The John F. Kennedy Medal is the Society’s highest possible honor. Shortly after President Kennedy’s death, the Society received several gifts designated for use in any appropriate way to perpetuate President Kennedy’s memory as an active member of the Society and a great friend of historical scholarship. The MHS determined to create a medal in President Kennedy’s name and commissioned eminent artist and MHS Fellow Rudolph Ruzicka to design the medal. Since then, the Society has presented 10 honorees with the Kennedy Medal, awarded from time to time to persons who have rendered distinguished service to the cause of history. It is not limited to any field of history or in fact to any particular kind of service to history.

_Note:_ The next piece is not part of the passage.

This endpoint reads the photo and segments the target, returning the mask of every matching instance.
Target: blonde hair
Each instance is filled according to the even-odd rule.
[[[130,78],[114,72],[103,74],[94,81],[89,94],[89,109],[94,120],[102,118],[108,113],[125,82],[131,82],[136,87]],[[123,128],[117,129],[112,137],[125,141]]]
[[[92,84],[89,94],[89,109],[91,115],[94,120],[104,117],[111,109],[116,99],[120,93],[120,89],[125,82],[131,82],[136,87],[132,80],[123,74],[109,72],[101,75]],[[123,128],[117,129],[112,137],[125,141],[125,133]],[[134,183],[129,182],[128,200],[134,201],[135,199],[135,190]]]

The previous recipients of the medal are Samuel Eliot Morrison (1967), Dumas Malone (1972), Thomas Boylston Adams (1976), Oscar Handlin (1991), Edmund S. Morgan (2002), Alfred DuPont Chandler, Jr. (2003), Bernard Bailyn (2004), John Hope Franklin (2005), and Arthur M. Schlesinger, Jr. (2006).
In addition to honoring the fallen American president, the Kennedy Medal naturally connected Sen. Edward M. Kennedy, also an MHS Fellow, to the Society in a personal fashion. He and his sister, Jean Kennedy Smith, were involved in past conferrals of the medal, including the MHS bicentennial dinner in 1991 where he presented the Kennedy Medal to Oscar Handlin and the 2006 evening honoring medal recipient Arthur M. Schlesinger, Jr. Earlier this past summer, Senator Kennedy was invited to present the medal to Ulrich. Due to the senator’s passing and the grief of his family, MHS President Dennis Fiori and Chair of the Board Bill Clendaniel presented the medal to Ulrich on behalf of the Society.